On Wed, Apr 27, 2005 at 03:43:32PM -0400, Dan Sugalski wrote:[...]At 5:40 PM +0200 4/27/05, Robin Redeker wrote: >Just for the curious me: What was the design decision behind the GC >solution? Was refcounting that bad? Refcounting gives a more global >speed hit indeed, but it's more deterministic and you wont run into >(probably) long halts during GC. (Java programs often suffer from this, >and it results in bad latency).
I'll answer this one, since I'm the one responsible for it.
Refcounting has three big issues:
1) It's expensive 2) It's error-prone 3) It misses circular garbage
The expense is non-trivial as well. Yeah, it's all little tiny bits of time, but that adds up. It's all overhead, and useless overhead for the most part.
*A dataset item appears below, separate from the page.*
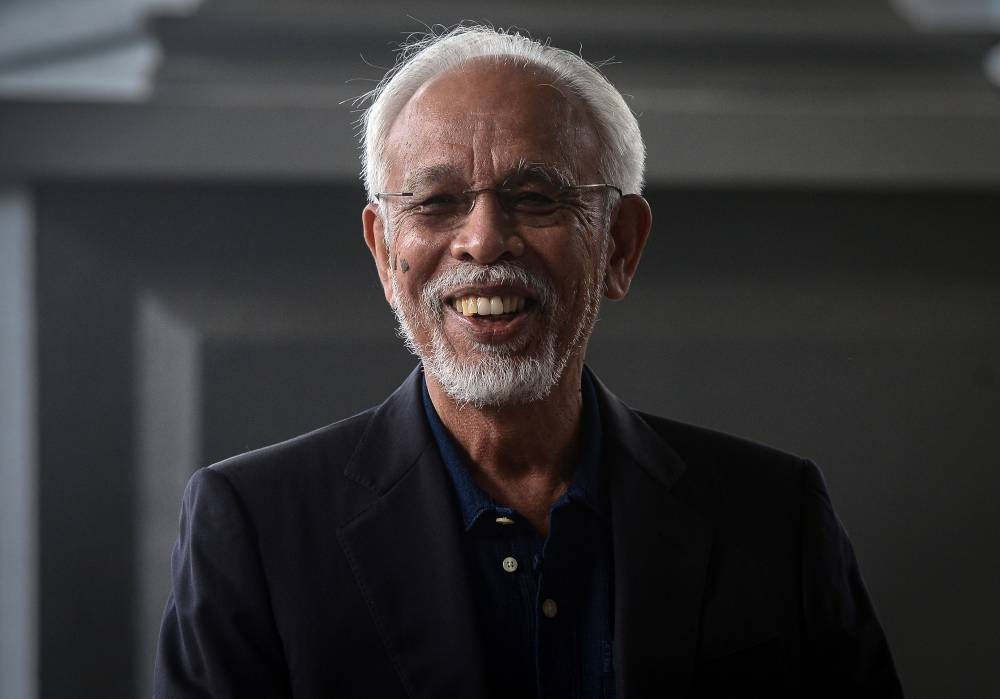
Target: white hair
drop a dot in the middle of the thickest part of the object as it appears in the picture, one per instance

Yes, but do we know whether refcounting is really slower than a garbage collector in the end?
Yes, we do. This is a well-researched topic and one that's been gone over pretty thouroughly for the past twenty years or so. There's a lot of literature on this -- it's worth a run through citeseer for some of the papers or, if you've a copy handy in a local library, the book "Garbage Collection" by Jones and Lins, which is a good summary of most of the techniques, their costs, drawbacks, and implementation details.
> The circular garbage thing's also an issue. Yes, there areinteresting hacks around it (python has one -- clever, but definitely a hack) that essentially involves writing a separate mark&sweep garbage collector.
I don't think circular references are used that much. This is maybe something a programmer still has to think a little bit about. And if it means, that timely destruction maybe becomes slow only for the sake of collecting circular references... don't know if thats a big feature.
Circular references are far more common than objects that truly need timely destruction, yes, and the larger your programs get the more of an issue it is. Neither are terribly common, though.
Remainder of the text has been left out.